The company has taken a series of steps to remedy the situation, and parted ways with then co-CEOs Monty Moran and founder Steve Ells. Still, diners are not willing to give Chipotle Mexican Grill the benefit of the doubt. Last quarter, the company produced an anemic 1% comparable-restaurant sales increase, lower than meager expectations of 1.2%.
A recent report from Wall Street analyst firm Bernstein noted Chipotle could be a takeout candidate. For many investors, this is one of the worst possible outcomes.
A ripe environment for restaurant acquisition
If Chipotle decides to shop itself around, it joins a growing list of restaurants that have exited the public markets. There have been a handful of restaurant sales this year, notably from private equity.
Earlier this year, JAB Holdings took Panera Bread private in a $7.5 billion deal. Recently, Arby's Restaurant Group, formed when private equity firm Roark Capital purchased the majority stake from Wendy's in 2011, recently expanded its portfolio by buying Buffalo Wild Wings (NASDAQ:BWLD) in a $2.9 billion all-cash deal (debt inclusive).
This may be good for Chipotle as a company
When Panera was acquired, then-CEO Ron Shaich called being private "a competitive advantage," noting that investors too often think on a short-term basis. Impatient shareholders force management to maximize earnings each quarter or face depressed stock valuations and calls for their ouster. I think even those bearish on Chipotle feel that the company's issues are fixable with time and improved operations.

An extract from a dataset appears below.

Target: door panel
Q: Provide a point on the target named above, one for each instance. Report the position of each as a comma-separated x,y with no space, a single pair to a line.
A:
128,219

What going private -- or being acquired by another restaurant -- gives Chipotle is time to return to basics without the hot glare of Wall Street every quarter. Chipotle will be able to address its issues without worrying about shareholder fallout. In the last conference call, the company noted it would be slowing the rollout of new stores to return to a training culture, and the stock sold off as investors understood the bulk of Chipotle's top-line growth has been due to increased restaurants.
This won't be great for many shareholders
Unfortunately, an acquisition may not be the best for Chipotle shareholders -- at least those who purchased the company in the last few years. After peaking at $760 per share in mid-2015, the company's shares now sit at less than half that figure.
It's unlikely that any offer to buy Chipotle will drive the stock back to that price. As a rule of thumb, acquisition premiums decrease as the acquisition price increases. Buffalo Wild Wings received an acquisition premium of 38%, while Panera's acquisition premium was 20%.
Even assuming the higher 38% premium, many long-term shareholders will be forced out of their positions at a loss. Most likely, the premium will be closer to, or less than, Panera's 20% premium as its enterprise value (market capitalization plus debt minus cash) of $8.3 billion is higher than Panera's takeout price.
However, even if shareholders are rewarded with a one-time gain due to the buyout, that ends the transaction. Chipotle is a well-known brand with a strong value proposition that's suffering from reputational risk. Current shareholders are betting new management is able to fix these issues and reclaim its former glory. They may, however, not get that chance.